Лев Давидович прервал размышления, резко повернулся, устроился за столом и цепким движением взялся за один из телефонов:
– Сермукс здесь? Передайте ему трубку!.. Николай? Срочно мне все подробности об Осецком Викторе Валентиновиче. Главное – с кем связан или ранее был связан в партийной верхушке. И не забудьте такой детали – где получил военное образование, где служил и так далее…
* * *Закончив беседу с Троцким, я вернулся к своим делам в наркомате. Сентябрьскую зарплату нам выдали совершенно новыми купюрами – это были первые деньги с символикой СССР. Купюры крупные – по десять, пятнадцать и двадцать пять тысяч, с гербом СССР, с надписью «Государственный денежный знак Союза Советских Социалистических Республик». Правда, полиграфическое исполнение было довольно примитивным, только изображение герба было гравировано со всей тщательностью…

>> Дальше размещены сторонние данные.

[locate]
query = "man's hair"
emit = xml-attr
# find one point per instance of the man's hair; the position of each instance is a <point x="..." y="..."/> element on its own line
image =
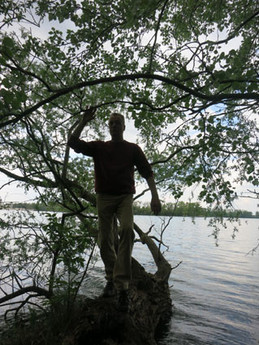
<point x="118" y="115"/>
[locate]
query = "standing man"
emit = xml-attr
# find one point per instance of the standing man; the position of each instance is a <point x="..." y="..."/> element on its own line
<point x="114" y="163"/>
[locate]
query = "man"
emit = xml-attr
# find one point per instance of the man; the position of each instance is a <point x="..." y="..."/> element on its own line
<point x="114" y="163"/>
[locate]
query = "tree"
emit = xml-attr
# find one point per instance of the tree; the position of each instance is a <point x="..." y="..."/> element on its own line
<point x="184" y="72"/>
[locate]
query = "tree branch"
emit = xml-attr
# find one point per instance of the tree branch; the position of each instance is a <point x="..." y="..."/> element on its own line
<point x="137" y="76"/>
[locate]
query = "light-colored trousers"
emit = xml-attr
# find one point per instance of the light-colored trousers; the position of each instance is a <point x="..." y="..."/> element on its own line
<point x="117" y="261"/>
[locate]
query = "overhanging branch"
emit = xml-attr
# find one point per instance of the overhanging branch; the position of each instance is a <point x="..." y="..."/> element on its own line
<point x="136" y="76"/>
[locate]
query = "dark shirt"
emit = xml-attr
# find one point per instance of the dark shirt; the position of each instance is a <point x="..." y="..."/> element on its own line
<point x="114" y="164"/>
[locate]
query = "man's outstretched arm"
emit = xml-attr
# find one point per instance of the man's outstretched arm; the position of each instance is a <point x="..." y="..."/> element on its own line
<point x="155" y="202"/>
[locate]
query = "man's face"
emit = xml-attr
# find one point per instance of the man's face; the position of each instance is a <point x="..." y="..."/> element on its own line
<point x="116" y="127"/>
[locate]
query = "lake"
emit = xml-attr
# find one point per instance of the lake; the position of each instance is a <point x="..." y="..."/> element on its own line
<point x="215" y="290"/>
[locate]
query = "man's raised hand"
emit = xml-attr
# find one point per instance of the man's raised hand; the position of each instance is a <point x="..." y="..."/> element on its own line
<point x="89" y="114"/>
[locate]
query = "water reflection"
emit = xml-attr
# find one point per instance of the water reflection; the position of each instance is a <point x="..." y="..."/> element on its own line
<point x="215" y="290"/>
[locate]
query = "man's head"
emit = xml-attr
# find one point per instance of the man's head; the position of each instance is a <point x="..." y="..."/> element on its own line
<point x="116" y="126"/>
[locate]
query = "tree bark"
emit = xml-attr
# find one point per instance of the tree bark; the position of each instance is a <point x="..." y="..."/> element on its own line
<point x="102" y="324"/>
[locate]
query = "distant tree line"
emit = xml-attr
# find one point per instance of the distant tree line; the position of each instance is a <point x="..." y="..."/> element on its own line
<point x="192" y="209"/>
<point x="180" y="209"/>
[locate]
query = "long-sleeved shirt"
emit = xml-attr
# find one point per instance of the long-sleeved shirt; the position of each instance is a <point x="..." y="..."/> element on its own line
<point x="114" y="164"/>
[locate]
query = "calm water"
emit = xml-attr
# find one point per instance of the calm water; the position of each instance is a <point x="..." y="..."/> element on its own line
<point x="215" y="290"/>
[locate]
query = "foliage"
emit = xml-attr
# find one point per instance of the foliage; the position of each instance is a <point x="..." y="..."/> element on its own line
<point x="185" y="72"/>
<point x="192" y="209"/>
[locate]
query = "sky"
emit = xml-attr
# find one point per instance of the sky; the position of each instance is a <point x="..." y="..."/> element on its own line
<point x="13" y="193"/>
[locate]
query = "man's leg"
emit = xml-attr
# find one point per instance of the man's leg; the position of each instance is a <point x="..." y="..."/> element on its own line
<point x="106" y="209"/>
<point x="122" y="268"/>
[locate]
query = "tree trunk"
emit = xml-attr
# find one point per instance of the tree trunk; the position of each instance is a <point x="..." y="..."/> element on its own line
<point x="150" y="308"/>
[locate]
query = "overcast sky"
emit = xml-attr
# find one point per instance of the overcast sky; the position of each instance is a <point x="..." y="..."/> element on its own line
<point x="13" y="193"/>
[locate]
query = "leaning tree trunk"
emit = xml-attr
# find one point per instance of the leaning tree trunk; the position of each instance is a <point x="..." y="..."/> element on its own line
<point x="150" y="307"/>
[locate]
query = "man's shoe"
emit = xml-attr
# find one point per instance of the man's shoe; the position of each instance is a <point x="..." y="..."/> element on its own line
<point x="123" y="301"/>
<point x="109" y="290"/>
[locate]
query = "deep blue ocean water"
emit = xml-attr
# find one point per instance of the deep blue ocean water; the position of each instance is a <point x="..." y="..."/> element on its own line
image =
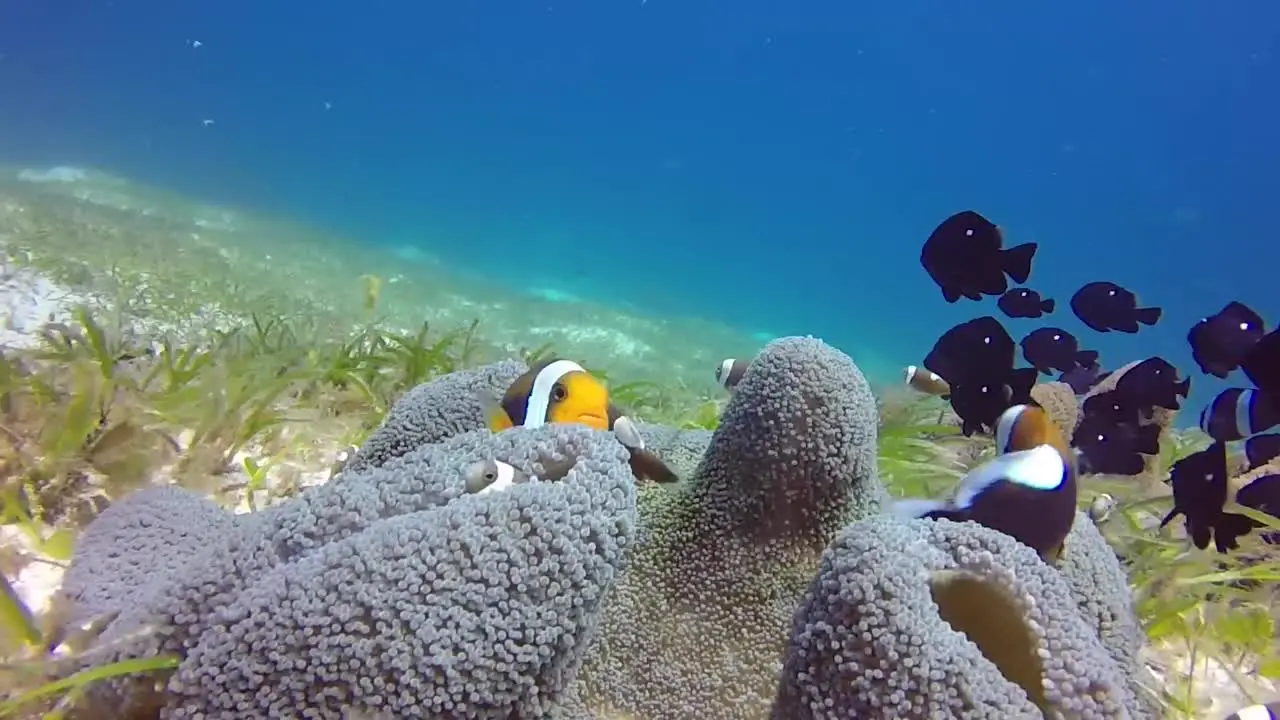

Деньги для выдачи заработной платы привезли в кассу наркомата только к самому концу рабочего дня, а выдачу начали вообще лишь около семи вечера, и поэтому, против обыкновения, в тот день я возвращался домой довольно поздно. Темные, едва ли не черные дождевые тучи висели, считай, над самыми крышами домов, превращая вечерний сумрак почти что в ночную темень. Когда я свернул в Малый Левшинский переулок и до моего дома оставалось дойти едва пять десятков шагов, дорогу мне преградили двое.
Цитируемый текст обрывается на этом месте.